Cutaneous reactions have been frequently reported but poorly studied. Pathogenesis is thought to involve an imbalance in the TH1–TH2 cytokine equilibrium. The biological activities of cytokines take an important role in the occurrence of adverse reactions. The commonly postulated mechanisms involve either a direct toxic effect or an indirect immune-mediated effect. For instance, as a major stimulus, IL-2 can cause T cell proliferation and activation, which made active T cells produce various cytokines including IL-2 itself. Thus, the proliferation of T cell mediated by IL-2 is enlarged through a positive feedback mechanism. And the enlarged reactions of T cells to antigens resulting in antigen-mediated hypersensitivity or aggravated protopathy [70]. In addition, IL-2 can enhance the activity of natural killer cells, induce T lymphocyte-mediated cytotoxicity, and also promote B cells differentiation into plasma cells to generate antibodies. Recombinant human granulocyte colony-stimulating factor (rhGCSF) can cause exanthematous drug eruption at the injection sites, which is related to the efficacy of stimulating neutrophils clonal proliferation and aggregation. Otherwise, GM-CSF can cause the local infiltration of monocytes, neutrophils or eosinophils, which is relevant to its biological activity [71]. GM-CSF has also been shown to be an important factor in the recruitment and activation of Langerhans’ cells in the skin. However, the exact mechanism of cutaneous reaction to GM-CSF remains speculative and may also involve the release of other cytokines or inflammatory mediators [72].

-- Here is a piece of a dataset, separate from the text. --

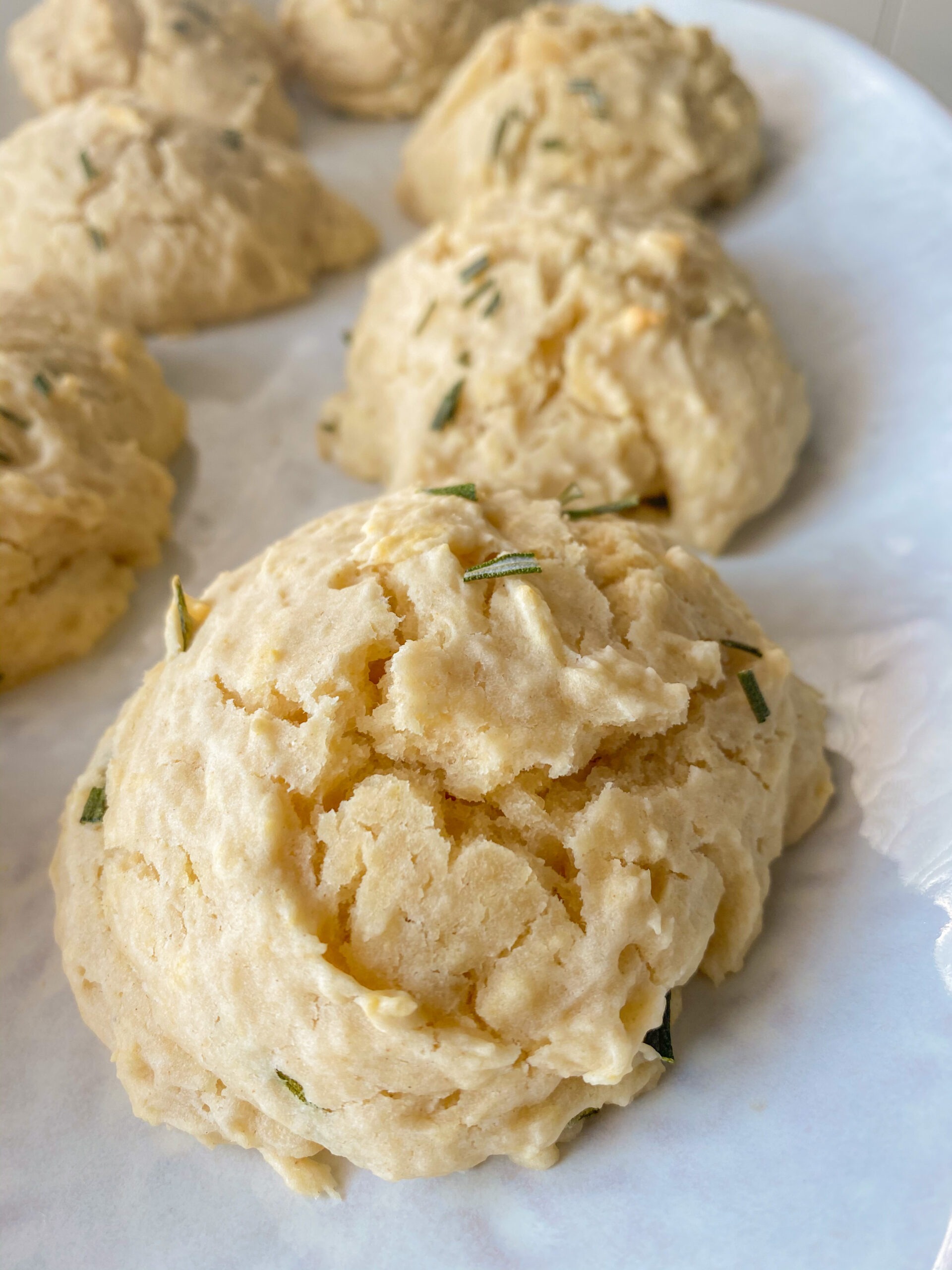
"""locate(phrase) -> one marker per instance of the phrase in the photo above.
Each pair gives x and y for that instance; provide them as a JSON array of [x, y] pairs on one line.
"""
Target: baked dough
[[384, 58], [166, 223], [405, 865], [216, 60], [590, 97], [85, 423], [595, 343]]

In addition, another significant factor is the impurities in biological products. The serum sickness-like reactions might be related to the purification process of human cytokines. As the confluent expression of some specified cytokines, the involvement of heterologous proteins may lead to serum sickness-like lesions at the injection sites. rhG-CSF can also cause erythematous dermatitis reactions. Sasaki et al. [73] have reported two cases of rhG-CSF induced drug eruption; the rashes are disappeared after replacing the production batch of rhG-CSF. According to this phenomenon it is considered that the skin reactions might not be concerned with the production of antibodies in the blood, but relevant with the impurities within the injection. It is interested that antibodies may not be detected in some typically cell-mediated reactions, such as eczematous reactions. Otherwise, as mentioned above novel long-acting PEG-containing drugs appear cause more adverse reactions [74]. Conversion to human cytokines is sometimes successful in patients with a poor tolerance to recombinant cytokine products. It is conceivable that PEG sensitize triggers of some reactions. Patch tests or intradermal tests may not reliable in some instance, as the allergen may be a metabolite rather than the drug itself [45].

Diagnosis and Treatment

Combining the history, rash type and characteristic, accurate clinical diagnosis can be made easily. Symptomatic treatment should be the chief point, such as application of anti-histamine preparations, topical glucocorticoid hormone cream or moisturizer. The cutaneous adverse reactions induced by cytokine are different from the traditional drug-induced dermatitis, because their occurrences and developments are related to biological effects of cytokine itself. So far, as immune modulators, cytokines have been applied in the clinical treatment of hypocytosis induced by chemotherapy, primary immunodeficiency or viral infection. However, with the advancement of gene engineering and a great clinical application of recombinant cytokine, such as the use of immunoloregulation therapy in some allergic diseases, many unpredictable adverse reactions will be encountered in clinic, which are required long-term observation and summarization. A good awareness of these reactions may be useful for a more accurate management of patient receiving the treatment. In addition, as a growing number of cases in relation to the adverse effects about biological response modifiers have been reported, clinicians are suggested to evaluate the merits and demerits before clinical medication of cytokines.